I appreciate the effort here as playlist management outside of the basics in Roon imho is lacking. Improving quality and so on is great but it still seems unable to fix/find orphaned entries. Those that don’t say unavailable but are essentially dead links - no thumbnail but it still shows valid front-end tags like Composers, Album etc. and when you try to play it just zips through saying the Track is no longer available on Tidal. Clicking the Album similarly fails but you can click the composer, go to Discography and choose the album again from there. I’m presuming the publisher removed and re-added the album leading to different guids and so on but to me this is something the improver should also be able to check for, it seems to happen reasonably often (at least for me).
Why the improver does not work with SPL?
It would be useful to replace Qobuz unavailable tracks and cleanup/refresh database with new Qobuz id tracks.
Just to keep the topic alive, I think this was mentioned in Early Access after I raised the problem…

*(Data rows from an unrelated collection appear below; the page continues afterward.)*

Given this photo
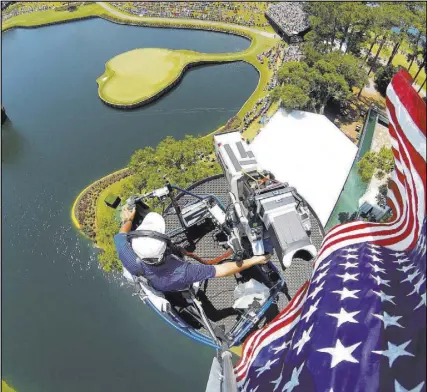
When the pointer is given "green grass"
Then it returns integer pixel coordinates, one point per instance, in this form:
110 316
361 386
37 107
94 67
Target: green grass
102 210
5 387
40 18
135 76
119 87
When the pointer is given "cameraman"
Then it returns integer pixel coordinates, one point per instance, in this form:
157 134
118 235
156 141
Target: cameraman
166 271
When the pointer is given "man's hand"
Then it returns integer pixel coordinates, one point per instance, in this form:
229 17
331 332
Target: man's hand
127 215
228 269
264 259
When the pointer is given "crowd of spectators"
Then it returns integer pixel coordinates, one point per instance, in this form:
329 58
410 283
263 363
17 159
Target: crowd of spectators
16 9
243 13
289 16
293 53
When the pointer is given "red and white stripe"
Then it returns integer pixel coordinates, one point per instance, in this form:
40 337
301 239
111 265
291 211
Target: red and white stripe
279 327
407 115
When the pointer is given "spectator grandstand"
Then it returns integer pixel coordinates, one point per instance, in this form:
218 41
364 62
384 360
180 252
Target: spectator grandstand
243 13
289 19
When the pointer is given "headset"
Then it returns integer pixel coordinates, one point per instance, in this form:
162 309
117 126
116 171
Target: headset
171 248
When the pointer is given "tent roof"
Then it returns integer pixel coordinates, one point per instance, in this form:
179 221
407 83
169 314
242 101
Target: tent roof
310 153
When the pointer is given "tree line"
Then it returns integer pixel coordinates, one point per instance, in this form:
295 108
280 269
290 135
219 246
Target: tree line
340 50
181 162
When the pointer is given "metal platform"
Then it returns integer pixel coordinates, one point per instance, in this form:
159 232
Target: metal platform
220 290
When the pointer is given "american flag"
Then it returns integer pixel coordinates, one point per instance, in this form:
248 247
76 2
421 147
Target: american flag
359 324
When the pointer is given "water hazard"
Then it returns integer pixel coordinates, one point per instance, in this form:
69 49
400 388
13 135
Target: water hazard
67 326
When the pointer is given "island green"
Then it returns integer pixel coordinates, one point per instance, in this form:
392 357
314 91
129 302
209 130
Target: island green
141 75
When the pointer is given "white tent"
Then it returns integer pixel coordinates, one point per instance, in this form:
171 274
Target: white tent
310 153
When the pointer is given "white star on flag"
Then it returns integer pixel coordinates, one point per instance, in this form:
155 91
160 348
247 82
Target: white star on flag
405 269
384 296
294 381
399 388
304 339
320 276
316 291
340 353
423 302
389 320
377 269
393 352
401 261
349 256
282 346
345 293
380 281
278 380
349 265
266 367
375 258
374 246
411 277
324 265
348 276
312 309
344 317
348 250
417 287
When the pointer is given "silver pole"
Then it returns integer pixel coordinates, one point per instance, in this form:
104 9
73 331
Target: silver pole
230 384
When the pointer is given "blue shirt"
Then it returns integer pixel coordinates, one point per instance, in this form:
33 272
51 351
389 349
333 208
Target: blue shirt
173 274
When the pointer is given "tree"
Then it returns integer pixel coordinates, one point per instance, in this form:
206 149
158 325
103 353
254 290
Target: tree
383 77
379 164
366 166
291 97
325 77
388 17
182 162
400 31
381 197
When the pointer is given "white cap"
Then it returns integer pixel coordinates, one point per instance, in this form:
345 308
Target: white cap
146 247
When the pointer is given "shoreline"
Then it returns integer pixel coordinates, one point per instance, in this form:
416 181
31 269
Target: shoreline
260 42
80 197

I’d like to either remove the function or toggle off - it wants to replace many of my legacy 4.1 and 5.1 files with 2.1 versions (possibly with a better bitrate) - that’s a downgrade.
Just don’t click it. It does nothing unless you start a replacement operation and then confirm the replacements and save them.

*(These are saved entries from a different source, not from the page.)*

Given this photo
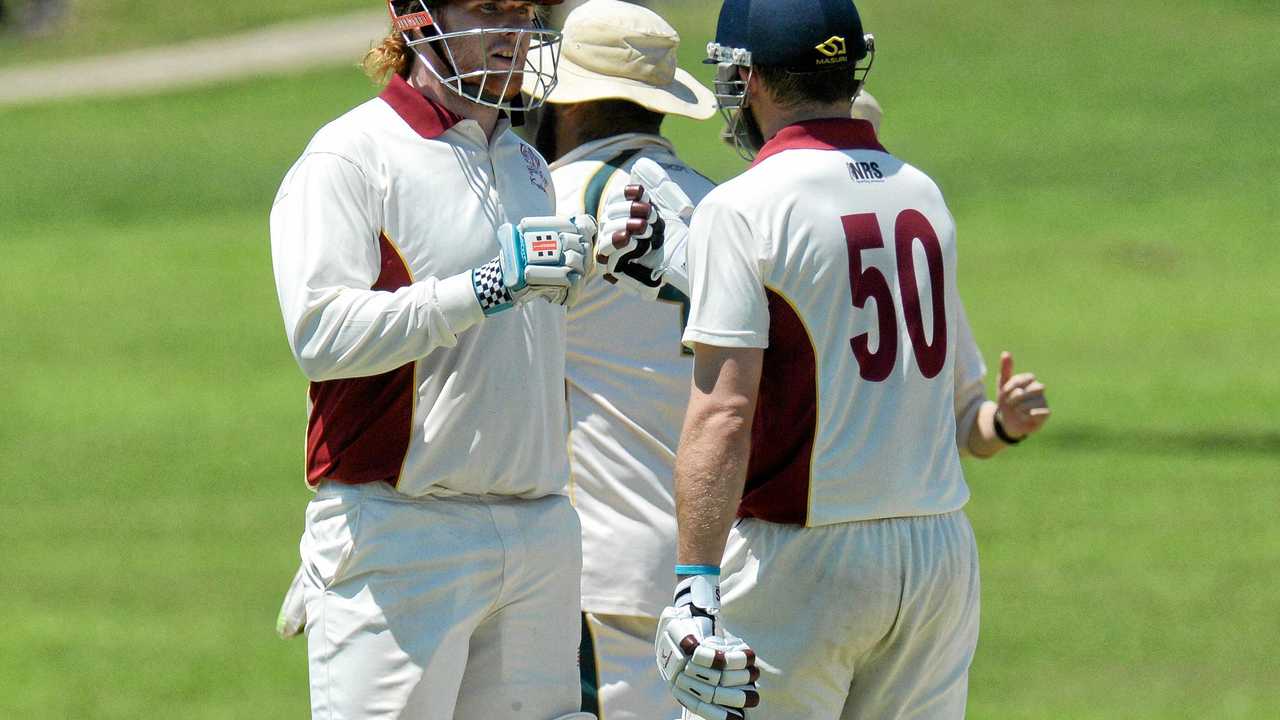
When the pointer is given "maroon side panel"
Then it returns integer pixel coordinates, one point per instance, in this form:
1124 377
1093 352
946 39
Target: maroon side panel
360 428
786 422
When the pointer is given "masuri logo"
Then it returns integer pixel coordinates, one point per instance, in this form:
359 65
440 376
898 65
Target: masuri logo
832 46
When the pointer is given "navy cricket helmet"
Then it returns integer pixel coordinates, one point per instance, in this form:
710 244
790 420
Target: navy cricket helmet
800 36
796 36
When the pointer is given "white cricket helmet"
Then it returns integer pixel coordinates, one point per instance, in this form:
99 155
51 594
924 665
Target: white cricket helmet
542 49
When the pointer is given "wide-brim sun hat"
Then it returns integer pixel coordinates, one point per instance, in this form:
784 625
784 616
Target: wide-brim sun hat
615 50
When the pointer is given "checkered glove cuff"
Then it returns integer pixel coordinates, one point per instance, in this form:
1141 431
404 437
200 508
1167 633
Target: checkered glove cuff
490 291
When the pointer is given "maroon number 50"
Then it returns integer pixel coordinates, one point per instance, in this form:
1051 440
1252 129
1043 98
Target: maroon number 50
862 232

Is there a way to force the playlist improver to run? I just recently changed the location of my main shared folder. The playlist improver ran, and I was able to match to library, but about a dozen or so tracks show as ‘Unavailable’, yet I can play the files by navigating to the folder they are located in - by navigating to the Roon folder menu.
Most likely these are tracks from unidentified albums, that means they are not assigned “identifiers” which are interchangeable.

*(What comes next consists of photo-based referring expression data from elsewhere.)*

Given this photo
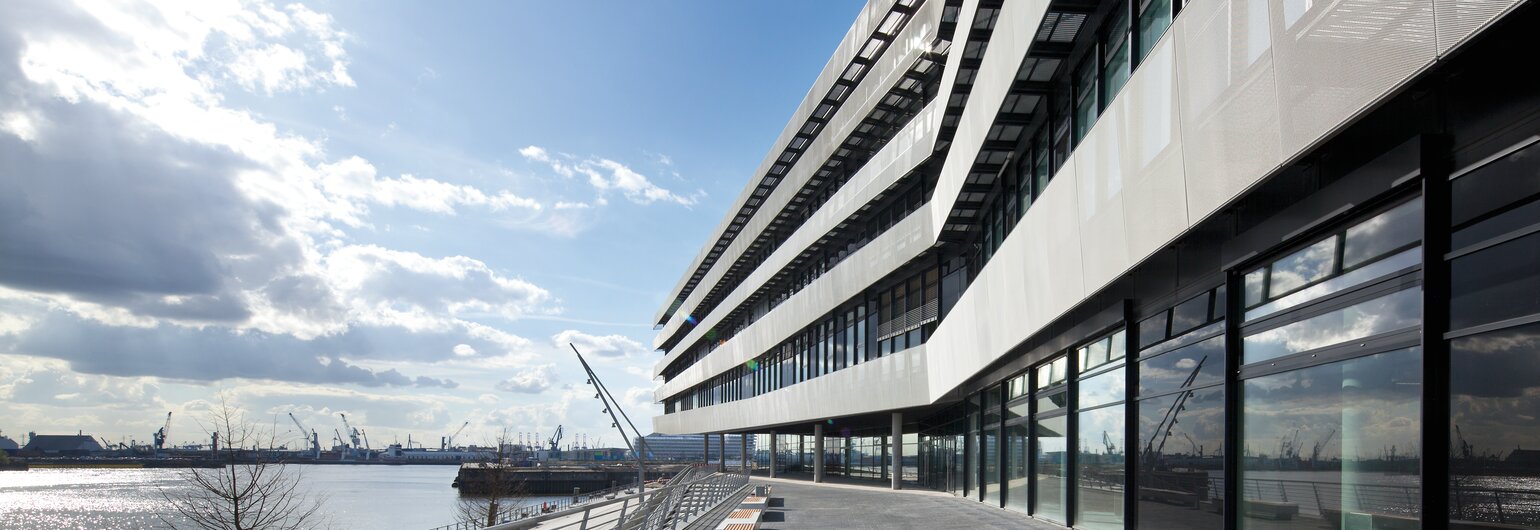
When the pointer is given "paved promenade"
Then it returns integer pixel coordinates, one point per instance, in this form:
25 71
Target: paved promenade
798 504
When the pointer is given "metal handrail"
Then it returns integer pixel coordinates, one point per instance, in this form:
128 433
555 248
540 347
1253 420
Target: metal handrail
664 509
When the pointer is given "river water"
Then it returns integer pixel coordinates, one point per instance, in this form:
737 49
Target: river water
358 496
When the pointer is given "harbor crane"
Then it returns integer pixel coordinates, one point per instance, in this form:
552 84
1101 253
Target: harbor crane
164 435
353 433
314 439
556 439
448 441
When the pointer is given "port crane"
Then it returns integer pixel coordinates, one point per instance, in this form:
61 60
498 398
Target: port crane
353 433
314 439
448 441
556 439
162 435
1315 450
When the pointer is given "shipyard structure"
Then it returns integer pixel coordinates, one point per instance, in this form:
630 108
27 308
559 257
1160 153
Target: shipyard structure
1143 264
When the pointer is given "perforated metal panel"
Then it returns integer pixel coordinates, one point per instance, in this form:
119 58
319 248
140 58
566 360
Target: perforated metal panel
1154 193
1228 105
1457 20
1334 59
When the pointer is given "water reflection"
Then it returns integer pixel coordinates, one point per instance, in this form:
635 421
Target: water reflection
1496 399
1098 469
1337 441
1181 456
1049 486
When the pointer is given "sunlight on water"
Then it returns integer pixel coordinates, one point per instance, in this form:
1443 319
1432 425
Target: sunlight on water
358 496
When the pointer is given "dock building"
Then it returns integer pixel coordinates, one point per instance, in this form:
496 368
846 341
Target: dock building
1148 264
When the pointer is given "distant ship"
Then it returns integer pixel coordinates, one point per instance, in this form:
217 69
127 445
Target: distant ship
398 453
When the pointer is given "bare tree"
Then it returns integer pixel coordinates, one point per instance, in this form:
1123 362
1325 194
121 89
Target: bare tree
248 492
498 493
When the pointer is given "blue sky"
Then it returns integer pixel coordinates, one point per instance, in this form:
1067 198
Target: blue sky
395 211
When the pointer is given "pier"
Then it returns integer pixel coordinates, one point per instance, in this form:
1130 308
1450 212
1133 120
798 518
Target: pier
555 479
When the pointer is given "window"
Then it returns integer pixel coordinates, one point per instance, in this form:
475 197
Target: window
1494 316
1117 67
1335 441
1100 442
1331 390
1365 251
1154 19
1051 486
1086 105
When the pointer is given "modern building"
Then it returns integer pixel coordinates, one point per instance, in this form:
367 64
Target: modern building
1154 264
693 447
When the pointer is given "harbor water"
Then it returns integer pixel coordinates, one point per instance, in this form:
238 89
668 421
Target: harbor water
358 496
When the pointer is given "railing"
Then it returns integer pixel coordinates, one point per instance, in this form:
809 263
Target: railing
682 501
530 510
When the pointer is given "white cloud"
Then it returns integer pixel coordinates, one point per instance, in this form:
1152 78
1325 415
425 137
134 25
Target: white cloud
609 345
530 381
605 174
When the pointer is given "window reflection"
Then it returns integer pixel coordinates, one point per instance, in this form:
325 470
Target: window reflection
1303 267
1496 284
1496 438
1017 478
1098 469
1181 456
1394 311
1103 389
1197 365
1383 233
1334 442
1049 449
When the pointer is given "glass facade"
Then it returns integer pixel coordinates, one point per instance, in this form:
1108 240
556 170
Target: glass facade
1352 342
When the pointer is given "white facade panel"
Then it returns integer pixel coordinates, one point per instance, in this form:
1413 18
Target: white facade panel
1098 162
898 245
892 382
1335 59
1456 20
913 40
1228 100
1034 278
1007 46
866 22
1155 188
901 154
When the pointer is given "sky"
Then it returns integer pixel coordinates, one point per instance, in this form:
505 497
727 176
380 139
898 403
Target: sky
398 211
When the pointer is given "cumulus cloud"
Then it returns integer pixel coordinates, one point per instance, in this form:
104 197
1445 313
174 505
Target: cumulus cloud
148 228
528 381
605 174
607 345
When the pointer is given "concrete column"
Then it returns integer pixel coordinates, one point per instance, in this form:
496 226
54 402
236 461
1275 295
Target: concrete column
775 452
818 452
721 456
898 452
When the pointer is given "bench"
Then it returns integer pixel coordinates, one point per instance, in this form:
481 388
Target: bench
1271 510
1171 496
1374 519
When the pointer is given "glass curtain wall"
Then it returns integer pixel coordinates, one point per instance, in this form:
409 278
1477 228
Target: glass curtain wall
989 441
1051 439
1100 447
1331 379
1494 321
1181 415
1018 444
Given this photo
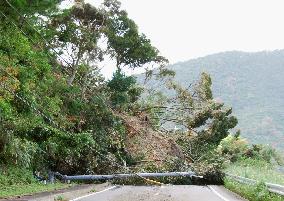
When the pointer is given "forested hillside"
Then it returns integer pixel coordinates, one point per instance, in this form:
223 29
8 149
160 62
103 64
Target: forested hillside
252 83
59 114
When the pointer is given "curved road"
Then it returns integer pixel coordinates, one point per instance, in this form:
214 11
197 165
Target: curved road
163 193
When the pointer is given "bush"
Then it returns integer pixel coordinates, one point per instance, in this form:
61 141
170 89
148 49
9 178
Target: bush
233 147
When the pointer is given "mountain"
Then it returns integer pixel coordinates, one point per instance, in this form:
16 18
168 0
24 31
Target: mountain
252 83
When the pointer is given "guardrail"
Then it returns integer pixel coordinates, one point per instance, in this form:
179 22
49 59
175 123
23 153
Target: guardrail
274 188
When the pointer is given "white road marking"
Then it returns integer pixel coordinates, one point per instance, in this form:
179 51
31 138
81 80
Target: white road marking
218 194
79 198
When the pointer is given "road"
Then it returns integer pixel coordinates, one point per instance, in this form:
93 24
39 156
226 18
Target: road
163 193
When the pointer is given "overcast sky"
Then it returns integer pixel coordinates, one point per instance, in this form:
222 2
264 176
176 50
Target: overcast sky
185 29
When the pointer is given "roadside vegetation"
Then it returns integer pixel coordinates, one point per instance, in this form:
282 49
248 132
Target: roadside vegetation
257 192
17 182
58 113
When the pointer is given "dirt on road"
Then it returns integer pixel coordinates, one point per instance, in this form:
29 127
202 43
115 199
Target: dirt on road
164 193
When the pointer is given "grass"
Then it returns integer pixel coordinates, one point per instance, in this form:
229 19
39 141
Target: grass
252 192
18 182
256 169
20 190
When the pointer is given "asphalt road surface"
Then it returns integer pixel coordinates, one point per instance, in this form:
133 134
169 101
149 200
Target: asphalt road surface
163 193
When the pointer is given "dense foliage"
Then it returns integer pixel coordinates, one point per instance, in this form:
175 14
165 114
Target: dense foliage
252 83
56 108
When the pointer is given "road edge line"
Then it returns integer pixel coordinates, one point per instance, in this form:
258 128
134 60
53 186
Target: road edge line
218 194
107 189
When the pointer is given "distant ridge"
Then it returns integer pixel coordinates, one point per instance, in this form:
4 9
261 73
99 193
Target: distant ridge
252 83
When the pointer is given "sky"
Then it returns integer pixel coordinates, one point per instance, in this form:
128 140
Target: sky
186 29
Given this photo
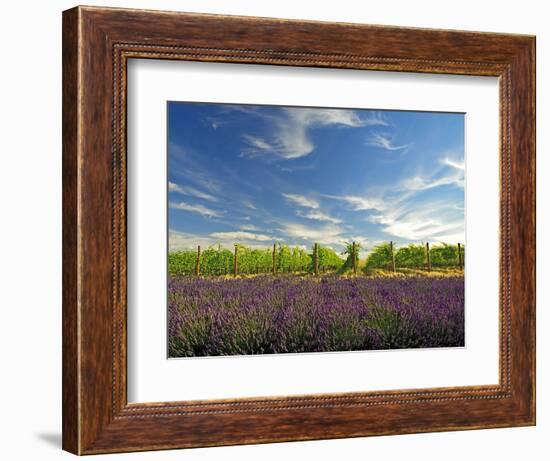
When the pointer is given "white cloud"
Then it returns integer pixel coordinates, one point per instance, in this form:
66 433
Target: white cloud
359 203
301 200
242 235
440 177
188 190
427 221
248 227
249 204
317 216
328 234
178 241
457 164
384 142
199 209
291 130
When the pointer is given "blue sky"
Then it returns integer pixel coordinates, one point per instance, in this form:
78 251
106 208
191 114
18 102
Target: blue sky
262 174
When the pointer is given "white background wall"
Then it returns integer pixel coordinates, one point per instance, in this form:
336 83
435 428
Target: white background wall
30 227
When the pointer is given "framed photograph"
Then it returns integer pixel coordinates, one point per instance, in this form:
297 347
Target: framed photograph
284 230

Why does this not work with Smart Playlists?
I get the sense that the improve function runs at certain times, maybe after a normal scheduled scan? I certainly know how to press it when it appears.
I see what you mean, that’s possible but I have no idea when or if it’s deterministic
I missed when the Improver launched this summer and happened on it this week. I am both impressed and thankful for it.
We got a new vehicle last year that natively streams Tidal but not Qobuz. We’ve been longtime Qobuz subscribers, and actually prefer it to Tidal. But, I’m not keen on paying for both services. So when my Qobuz expired this month and we were left with Tidal and our own library, my wife complained about her large playlists that no longer worked. Improver did exactly what is was supposed to do. It found the same tracks in Tidal, found a few duplicates, and took higher quality tracks when available. Thanks!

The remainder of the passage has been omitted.